OMS Civics Day Engages Students in Real World Learning

On March 20, OMS eighth grade students had the opportunity to practice democracy in an authentic learning experience. On Civics Day, the young people were able to interact with local experts and advance their understanding of a topic related to their Civics Action Project, something they have been working on throughout the year.

In 2018, the state of Massachusetts passed a law requiring that Civics be taught in all public schools. Additionally, the law specifies that “Each public school serving students in the eighth grade and each public high school shall provide not less than 1 student-led, non-partisan civics project for each student;...:” and “Civics projects may be individual, small group or class wide, and designed to promote a student's ability to: (i) analyze complex issues; (ii) consider differing points of view; (iii) reason, make logical arguments and support claims using valid evidence; (iv) engage in civil discourse with those who hold opposing positions; and (v) demonstrate an understanding of the connections between federal, state and local policies, including issues that may impact the student's school or community.”

K-12 Social Studies Director Kaitlin Moran says that the Civics Action Project process began with the students developing a better understanding of themselves and the things they value. Brainstorming topics came next, and the young people then started to identify observable, local community problem areas that could be changed. Each eighth grade social studies class voted on a topic that it wants to pursue, some reaching consensus on one and others splitting 50-50 between two areas.

In March, it was time for the students to advance their understanding of the topics further and this meant that they needed to make contact with experts. Ms. Moran and the OMS Civics team of Eric Bakke, Todd Sundstrom, Noah Cabral, Mary Kate Mezzetti, Phillip Hancock, and Nikki Hoctor realized that it would be ideal to bring individuals who worked in each area into the school and provide the students with the opportunity to meet them and ask questions. Bringing the community partners to the students for a morning meeting was also a great way to respect their time as it meant fewer emails going out to them for responses.

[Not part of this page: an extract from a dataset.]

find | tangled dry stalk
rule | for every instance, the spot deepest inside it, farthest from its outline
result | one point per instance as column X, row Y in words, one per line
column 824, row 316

On Civics Day, the entire eighth grade gathered in the gym to hear from State Senator Cindy Friedman. Senator Friedman shared how she listens “ student voices to advocate for changes on Beacon Hill.” She cited her participation on a Civics Day panel last year as an example of this.

Senator Friedman also shared information about the work being done at the state level for affordable housing, fixing the MBTA, and supporting transgender youth.

After the keynote, each student attended the student-facilitated panel presentation with local experts in the area that corresponded to their Civics Action Project: Sustainability, Mental Health, Arlington Public Schools Issues, Affordable Housing, Road Safety, and Food Security. The 25 individuals on the panels came from the Arlington Public Schools, the School Committee, Arlington town government, the Police Department, and various nonprofit organizations. Each two-hour session allowed for a debrief where the students talked about what they had learned, shared their thoughts about the experience, and considered the successes, challenges, and learnings.

Every student attendee had a packet that was completed as the morning progressed. These packets, graded the following day, provided a structured way to take notes on who they were hearing from, what they were learning, and the thinking that resulted from their participation.

Civics Day was a tremendous success. Ms. Moran reports that one panelist stated that “This year’s crew of kids was really great and had a LOT of amazing questions. I was really impressed.” Another said “Thank you! I had a wonderful time, and the students were so well prepared. The Ottoson teachers are doing great work!” OMS teachers observed that the students had a good time and were able to add some valuable information to their research. In a thank you note to the participants, one student said “We are so grateful for your help.”

Ms. Moran has the following observations: “Our Civics program is one of the many highlights of our Social Studies programming in Arlington Public Schools. We are so lucky to be supported by community members who are willing to give their time and expertise to help our young people authentically engage in real-world learning.”